Gross LJ addressed the MLA argument (at para.77) when he said: “To begin with, the construction given to s.2(3) cannot vary, depending on whether MLA is available or not. If KBR Inc is right, then although the SFO would be able to pursue the documents by way of MLA in this case (given the arrangements in place with regard to the US), the SFO would be without a remedy as to documents held by a foreign company abroad if that company was based in a state with which there were no MLA arrangements. For my part, I do not think that Parliament is likely to have intended such a result. Secondly, the CJA 1987pre-dates the crucial MLA arrangements (discussed further under Issue II below). In the circumstances, I do not see how those MLA arrangements can impact on the true construction of s.2(3) , whatever their impact on the exercise of the Director’s discretion under that section”.

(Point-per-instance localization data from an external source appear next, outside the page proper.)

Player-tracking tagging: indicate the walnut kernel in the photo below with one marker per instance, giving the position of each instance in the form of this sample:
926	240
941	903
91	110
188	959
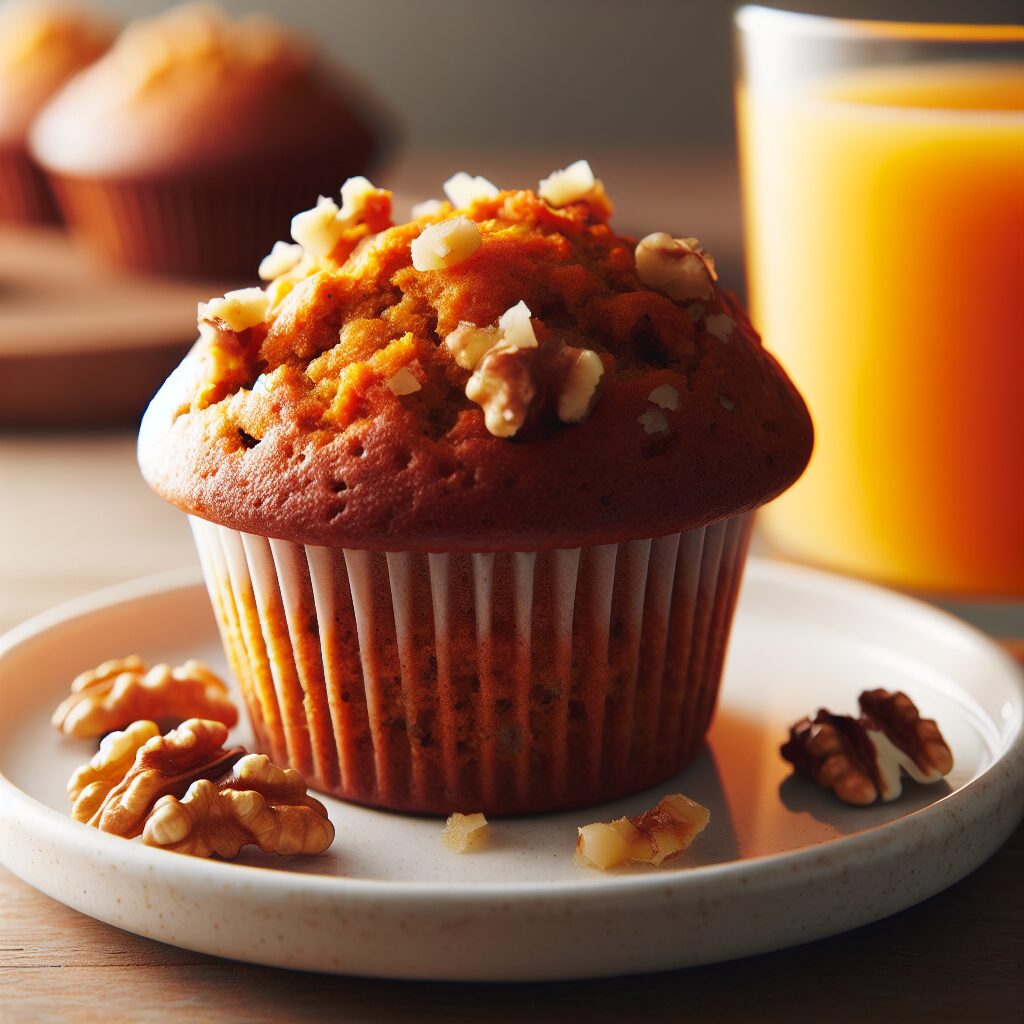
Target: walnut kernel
122	690
862	759
442	246
464	189
237	310
258	804
677	267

However, this argument is predicated on it being Parliament’s intention that section 2(3) ought to have extraterritorial effect, which it had not indicated through the wording of the section as the principle of international comity would otherwise have required. Moreover, a counter argument could be that MLA arrangements would be unnecessary if provisions such as section 2(3) can be said to have extraterritorial effect because that will make them more effective. Moreover, the developing range of mechanisms that Parliament has brought into effect, most recently the Crime (Overseas Production Orders) Bill, which concluded its House of Lords Committee stage on 10th September 2018, would also be unnecessary if its intention had been that earlier statutory powers already provided the necessary extraterritorial reach. It might equally be argued that the use by the SFO over the years of MLA itself, and in more recent times of European Investigation Orders does not evidence a confidence that section 2(3) renders their own use of such measures otiose.

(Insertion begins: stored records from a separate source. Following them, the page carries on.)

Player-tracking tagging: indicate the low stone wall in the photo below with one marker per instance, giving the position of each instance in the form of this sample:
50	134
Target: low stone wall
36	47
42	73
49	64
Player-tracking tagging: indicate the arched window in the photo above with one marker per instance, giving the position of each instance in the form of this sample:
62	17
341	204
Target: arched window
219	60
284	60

In terms of the risk that a lacuna might encourage multinationals to move documents to thwart the SFO, such conduct is already subject to sanction under section 2(16) of the Criminal Justice Act 1987.
The more worrying consequence of the interpretation of section 2(3) reached by the Administrative Court in KBR is the extension of the criminal sanction that attaches to a failure of compliance with a notice issued under that section. This is because failure of compliance with section 2(3) carries criminal sanction every bit as much as section 357 of POCA. It follows that the central concern in Perry, namely that it was contrary to established principle for country A to criminalise conduct by a citizen of country B in country B. Here, the jurisdictional extension identified in KBR would make it an offence for a citizen of country B to fail to produce documents that are also held in country B at the request of country A. This would have potential practical implications where, for example, legal counsel for or an executive officer of a multinational a subsidiary of which is served with a notice, enters this jurisdiction to meet with the SFO in connection with that notice. Alternatively, the KBR Inc approach provides an incentive for such executives to stay away from the UK, so that notices cannot be served on them, or sanctions taken against them.
Such ramifications were to the fore when the Supreme Court rejected extraterritoriality in Perry, and yet received far less attention from the Administrative Court in KBR Inc. It is arguable that this may prove to be the pressure point for future challenge to the ambit of section 2(3), which the decision in KBR Inc may prove not to have put to rest.